A lot of websites in the darknet feature content from Clearnet websites, and it is well known that the latter tend to track most of the traffic directed to them, so even loading said content could lead to a leak of your information if it happens to be part of a script. This analysis extends to downloaders and bit torrent clients as well, even if they´re placed over the Tor network. There is a reason why the security settings come preconfigured in a certain way and you should respect that
Traffic Analysis
One of the most intricate (and unlikely) ways your internet traffic could be monitored if you use the Tor network is something known as ‘traffic analysis’. Just like there are exit nodes in charge of connecting you with the website you want, there are entry nodes, which are in charge of first receiving your traffic when you enter the network.
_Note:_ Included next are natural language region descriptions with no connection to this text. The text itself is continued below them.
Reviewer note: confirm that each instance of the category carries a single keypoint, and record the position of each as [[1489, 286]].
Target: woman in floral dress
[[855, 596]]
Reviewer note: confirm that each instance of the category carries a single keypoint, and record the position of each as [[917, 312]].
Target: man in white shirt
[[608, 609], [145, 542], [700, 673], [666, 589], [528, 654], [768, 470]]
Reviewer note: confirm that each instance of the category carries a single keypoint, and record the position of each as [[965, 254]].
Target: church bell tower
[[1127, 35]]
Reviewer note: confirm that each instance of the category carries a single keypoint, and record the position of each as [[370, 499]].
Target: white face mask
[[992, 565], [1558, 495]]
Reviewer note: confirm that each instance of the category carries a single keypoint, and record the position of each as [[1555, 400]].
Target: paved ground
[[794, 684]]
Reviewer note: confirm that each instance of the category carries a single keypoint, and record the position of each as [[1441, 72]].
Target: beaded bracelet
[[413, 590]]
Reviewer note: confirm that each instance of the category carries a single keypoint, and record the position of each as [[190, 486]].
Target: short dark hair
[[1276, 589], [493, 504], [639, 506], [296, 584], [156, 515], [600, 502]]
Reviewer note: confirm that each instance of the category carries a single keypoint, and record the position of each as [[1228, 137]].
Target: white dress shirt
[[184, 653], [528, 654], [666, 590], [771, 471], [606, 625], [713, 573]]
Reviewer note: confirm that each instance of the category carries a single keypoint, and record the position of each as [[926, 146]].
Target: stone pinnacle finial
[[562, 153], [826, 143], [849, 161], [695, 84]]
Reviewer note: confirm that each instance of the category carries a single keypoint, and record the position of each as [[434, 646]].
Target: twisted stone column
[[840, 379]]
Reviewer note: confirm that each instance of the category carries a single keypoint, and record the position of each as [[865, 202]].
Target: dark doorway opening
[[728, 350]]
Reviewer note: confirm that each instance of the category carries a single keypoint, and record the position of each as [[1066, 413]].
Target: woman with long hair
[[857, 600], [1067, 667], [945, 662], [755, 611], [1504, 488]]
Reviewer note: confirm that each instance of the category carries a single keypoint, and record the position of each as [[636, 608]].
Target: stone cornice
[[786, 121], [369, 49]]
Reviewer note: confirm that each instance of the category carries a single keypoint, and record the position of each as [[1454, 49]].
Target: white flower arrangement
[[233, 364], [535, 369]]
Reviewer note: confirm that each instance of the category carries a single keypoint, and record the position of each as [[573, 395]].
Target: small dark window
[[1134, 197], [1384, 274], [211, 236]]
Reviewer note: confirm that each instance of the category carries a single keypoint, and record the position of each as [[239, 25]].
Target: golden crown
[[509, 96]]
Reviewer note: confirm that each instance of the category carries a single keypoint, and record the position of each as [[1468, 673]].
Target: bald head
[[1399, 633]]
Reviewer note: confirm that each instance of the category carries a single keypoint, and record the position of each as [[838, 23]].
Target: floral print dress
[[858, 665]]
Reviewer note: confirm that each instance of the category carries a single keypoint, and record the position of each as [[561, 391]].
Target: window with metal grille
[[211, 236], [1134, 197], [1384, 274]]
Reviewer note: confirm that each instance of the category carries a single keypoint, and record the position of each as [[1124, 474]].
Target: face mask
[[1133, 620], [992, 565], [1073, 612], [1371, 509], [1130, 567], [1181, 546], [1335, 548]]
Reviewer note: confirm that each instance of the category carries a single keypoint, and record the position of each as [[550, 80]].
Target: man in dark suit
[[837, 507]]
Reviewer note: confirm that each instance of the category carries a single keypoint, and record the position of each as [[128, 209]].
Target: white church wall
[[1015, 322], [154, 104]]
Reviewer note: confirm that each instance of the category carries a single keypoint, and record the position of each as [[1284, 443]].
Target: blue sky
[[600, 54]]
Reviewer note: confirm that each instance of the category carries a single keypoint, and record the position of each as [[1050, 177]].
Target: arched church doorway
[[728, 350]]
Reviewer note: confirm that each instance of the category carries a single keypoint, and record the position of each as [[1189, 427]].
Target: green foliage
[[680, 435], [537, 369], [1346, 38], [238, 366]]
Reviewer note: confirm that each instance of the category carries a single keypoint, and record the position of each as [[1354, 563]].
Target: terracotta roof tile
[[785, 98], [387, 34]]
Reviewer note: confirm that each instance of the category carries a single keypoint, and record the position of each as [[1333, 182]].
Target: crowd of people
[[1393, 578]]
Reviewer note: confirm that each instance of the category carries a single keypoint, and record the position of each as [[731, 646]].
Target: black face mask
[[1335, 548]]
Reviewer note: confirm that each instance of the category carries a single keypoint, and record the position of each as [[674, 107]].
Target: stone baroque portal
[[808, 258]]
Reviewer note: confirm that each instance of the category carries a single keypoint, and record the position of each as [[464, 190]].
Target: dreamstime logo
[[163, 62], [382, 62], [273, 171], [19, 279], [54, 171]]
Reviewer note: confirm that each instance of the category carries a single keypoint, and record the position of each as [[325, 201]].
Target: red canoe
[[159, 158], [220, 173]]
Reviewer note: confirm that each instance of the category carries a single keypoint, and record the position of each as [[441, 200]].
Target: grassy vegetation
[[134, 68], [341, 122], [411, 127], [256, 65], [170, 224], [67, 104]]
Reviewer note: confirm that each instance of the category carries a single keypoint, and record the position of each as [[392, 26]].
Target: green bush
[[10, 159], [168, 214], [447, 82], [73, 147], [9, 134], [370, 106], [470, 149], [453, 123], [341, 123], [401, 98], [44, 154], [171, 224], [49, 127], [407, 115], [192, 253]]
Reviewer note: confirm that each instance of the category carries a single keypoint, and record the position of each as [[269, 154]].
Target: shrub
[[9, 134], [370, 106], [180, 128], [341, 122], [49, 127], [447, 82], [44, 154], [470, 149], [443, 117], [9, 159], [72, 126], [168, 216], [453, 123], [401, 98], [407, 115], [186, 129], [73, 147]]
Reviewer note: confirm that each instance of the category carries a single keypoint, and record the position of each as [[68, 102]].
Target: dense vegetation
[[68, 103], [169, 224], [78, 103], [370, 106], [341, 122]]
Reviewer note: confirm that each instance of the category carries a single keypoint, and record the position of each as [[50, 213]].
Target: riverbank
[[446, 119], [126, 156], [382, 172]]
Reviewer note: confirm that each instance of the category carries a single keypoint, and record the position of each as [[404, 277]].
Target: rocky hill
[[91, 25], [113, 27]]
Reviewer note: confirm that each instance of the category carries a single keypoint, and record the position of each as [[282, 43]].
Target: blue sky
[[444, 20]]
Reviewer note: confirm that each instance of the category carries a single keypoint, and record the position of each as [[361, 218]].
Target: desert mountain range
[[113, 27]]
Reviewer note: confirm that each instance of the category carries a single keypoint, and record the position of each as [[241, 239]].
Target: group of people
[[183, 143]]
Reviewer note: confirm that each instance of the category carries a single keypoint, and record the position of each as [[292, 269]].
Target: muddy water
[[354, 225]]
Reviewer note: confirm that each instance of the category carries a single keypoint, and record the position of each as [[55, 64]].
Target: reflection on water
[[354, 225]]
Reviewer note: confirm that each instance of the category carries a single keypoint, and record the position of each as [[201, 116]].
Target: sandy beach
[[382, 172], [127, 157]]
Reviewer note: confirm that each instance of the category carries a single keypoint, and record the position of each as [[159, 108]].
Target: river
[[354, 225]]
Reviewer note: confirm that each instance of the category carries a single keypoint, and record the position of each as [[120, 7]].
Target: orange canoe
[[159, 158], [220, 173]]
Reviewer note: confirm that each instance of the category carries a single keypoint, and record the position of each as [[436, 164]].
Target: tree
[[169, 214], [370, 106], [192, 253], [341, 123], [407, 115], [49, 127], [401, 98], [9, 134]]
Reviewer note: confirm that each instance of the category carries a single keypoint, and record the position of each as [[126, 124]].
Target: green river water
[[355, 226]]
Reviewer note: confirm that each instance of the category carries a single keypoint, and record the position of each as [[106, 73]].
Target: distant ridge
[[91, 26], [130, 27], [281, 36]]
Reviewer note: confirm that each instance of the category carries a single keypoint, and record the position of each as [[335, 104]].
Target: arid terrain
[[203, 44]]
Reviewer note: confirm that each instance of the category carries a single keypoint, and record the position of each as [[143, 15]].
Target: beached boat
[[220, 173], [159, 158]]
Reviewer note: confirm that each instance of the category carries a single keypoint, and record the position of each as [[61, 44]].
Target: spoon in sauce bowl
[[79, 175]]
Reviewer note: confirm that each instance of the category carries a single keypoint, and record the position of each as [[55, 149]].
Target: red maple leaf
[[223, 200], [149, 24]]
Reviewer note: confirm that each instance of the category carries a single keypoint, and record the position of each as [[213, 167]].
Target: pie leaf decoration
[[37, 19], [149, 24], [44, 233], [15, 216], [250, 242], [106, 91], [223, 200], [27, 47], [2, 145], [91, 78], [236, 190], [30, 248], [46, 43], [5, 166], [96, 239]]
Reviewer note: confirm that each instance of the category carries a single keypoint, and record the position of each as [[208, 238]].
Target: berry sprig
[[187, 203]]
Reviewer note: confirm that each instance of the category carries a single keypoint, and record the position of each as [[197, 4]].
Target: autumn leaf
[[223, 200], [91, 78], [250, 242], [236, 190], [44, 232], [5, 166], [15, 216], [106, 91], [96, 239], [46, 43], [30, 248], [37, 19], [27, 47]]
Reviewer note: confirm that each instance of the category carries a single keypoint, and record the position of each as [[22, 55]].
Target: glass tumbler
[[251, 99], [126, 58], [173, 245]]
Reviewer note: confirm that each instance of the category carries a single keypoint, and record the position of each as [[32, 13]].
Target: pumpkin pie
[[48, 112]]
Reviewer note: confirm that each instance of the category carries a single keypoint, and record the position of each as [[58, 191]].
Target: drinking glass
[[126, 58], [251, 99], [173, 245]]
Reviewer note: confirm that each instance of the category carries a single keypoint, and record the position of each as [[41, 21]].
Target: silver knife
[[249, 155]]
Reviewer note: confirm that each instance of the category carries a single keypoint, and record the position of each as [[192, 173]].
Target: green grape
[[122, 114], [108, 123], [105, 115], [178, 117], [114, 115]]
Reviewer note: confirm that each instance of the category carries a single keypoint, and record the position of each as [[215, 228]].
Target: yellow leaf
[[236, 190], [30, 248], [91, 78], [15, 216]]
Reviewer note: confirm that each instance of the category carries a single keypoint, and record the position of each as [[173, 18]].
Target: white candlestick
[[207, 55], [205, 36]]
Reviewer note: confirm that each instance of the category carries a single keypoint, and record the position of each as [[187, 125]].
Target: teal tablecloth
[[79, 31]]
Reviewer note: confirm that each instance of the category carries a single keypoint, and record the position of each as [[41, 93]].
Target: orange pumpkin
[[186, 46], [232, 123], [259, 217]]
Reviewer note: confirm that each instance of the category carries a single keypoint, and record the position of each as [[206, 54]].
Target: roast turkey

Information of the entry nodes is valuable because it contains the IP address of the computer that originally made the request, while information from the exit nodes is important because it contains the final destination of a request. With enough data from entry nodes and exit nodes, it is theoretically possible to establish a correlation between the pieces of information and identify a user’s traffic in the process. This would let whoever’s running this analysis to get the IP addresses of many users from the networks.
The reason this is unlikely to happen is that it would require an insane amount of time and computing power to match two pieces of traffic in such a wide network. Even though this is another way in which Tor is not secured, the probabilities are against anyone who tries it. Still, the risk is there, and by the qualities of its implementation, traffic analysis would be the perfect way for a government’s surveillance agency to spy on darknet users.
The Extent of Vulnerabilities and Adopting a VPN
A study conducted by the University of Deusto, located in Spain, found earlier this year that roughly 35% of the nearly 1.5 million sites analyzed by them contain vulnerabilities that could lift the anonymity of their users, with little to no action being taken by site operators. This study makes it evident that even with all the measures taken by the Tor Project to protect your navigation, there are still several ways in which it could be exposed.
There are a few things you can do to strengthen your anonymity and, with it, your privacy like using a VPN. You might be familiar with the term, Virtual Private Networks or VPNs are a way of hiding your online traffic. They reroute it through a network of servers similar to the Tor network, except these servers are run by private companies with the goal of ensuring your protection.
Most VPN services provide you with hundreds of servers to connect to, distributed throughout of dozens of countries. This lets you disguise your connection and even if you end up entering the Tor network, your ISP won’t find out. This makes you immune to traffic analysis and vulnerabilities from third party software.
Good providers like TorGuard will also provide you with a lot more features to add extra layers of security over your identity. For example, they keep no logs about your online activity so you can be sure you’re leaving no trace behind. Proficient VPNs like these don’t limit your connection’s speed or bandwidth, letting you navigate as you’d normally do. They’ll even let you establish several connections at home to keep all your devices protected.
Remember that even if the Tor Project is an amazing example of the great achievements of online communities, it is not a magical solution. VPNs are one good if not the best option to add an extra layer of privacy to your online activity. They get along perfectly with Tor, so even knowing you can never be bulletproof while online, you can be sure you’re making the life of hackers and eavesdroppers a living hell.